This repository contains the code used for our work on contextualized term-based ranking.
SciDocs benchmark can be downloaded from this link. our focus is on 4 tasks: co-view, co-read, co-cite, and cite.
Follow the readme in data_helpers folder to prepare the data.

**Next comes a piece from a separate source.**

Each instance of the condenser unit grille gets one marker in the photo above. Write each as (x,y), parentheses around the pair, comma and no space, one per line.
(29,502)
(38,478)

TILDE and TILDEv2 implementations are based on TILDE official repository
python train_tilde.py \
--train_path ./data/[tsk]_data/train_pairs.csv \
--save_path ./data/[tsk]_data/v1_models/scibert
python indexing.py \
--ckpt_path_or_name ./data/[tsk]_data/v1_models/scibert/TILDE_EPOCH[epoch_num]/ \
--collection_path ./data/docs.tsv \
--output_path ./data/[tsk]_data/v1_index/scibert/passage_embeddings.pkl \
--batch_size [batch-size]
python inference.py \
--run_path ./data/[tsk]_data/raw.run \
--query_path ./data/queries.tsv \
--index_path ./data/[tsk]_data/v1_index/scibert/passage_embeddings.pkl \
--save_path ./data/[tsk]_data/v1_reranked/scibert.run
python train_tildev2.py \
--output_dir ./data/[tsk]_data/v2_models/scibert/ \
--model_name allenai/scibert_scivocab_uncased \
--save_steps 50000 \
--train_dir ./data/[tsk]_data/tknzd4scibert_train/ \
--q_max_len 512 \
--p_max_len 512 \
--fp16 \
--per_device_train_batch_size 2 \
--train_group_size 8 \
--warmup_ratio 0.1 \
--learning_rate 5e-6 \
--num_train_epochs 5 \
--overwrite_output_dir \
--dataloader_num_workers 16 \
--cache_dir ./cache
python indexingv2.py
--ckpt_path_or_name ./data/[tsk]_data/v2_models/scibert/ \
--collection_path ./data/tknzd4scibert_docs_tsv/ \
--output_path ./data/[tsk]_data/v2_index/scibert
python inferencev2.py \
--index_path ./data/[tsk]_data/v2_index/scibert \
--query_path ./data/queries.tsv \
--run_path ./data/[tsk]_data/raw.run \
--save_path ./data/[tsk]_data/v2_reranked/scibert.run
python expansion.py \
--corpus_path ./data/docs.tsv \
--output_dir ./data/exp_tknzd4bert_docs_tsv/[tsk]/ \
--topk 200 \
--tilde_checkpoint ./data/[tsk]_data/v1_models/scibert/TILDE_EPOCH[epoch_num]/ \
--tokenizer allenai/scibert_scivocab_uncased
Depending on the encoder (BERT/SciBERT), set the correct setup for model, its tokenizer, and vocab size in the .conf file.
we use Elasticsearch v7.15.1 for the implementation of bm25 and lm.
The preprocessing step for bm25 and lm are based on Elasticsearch features (token filter, and analyzer).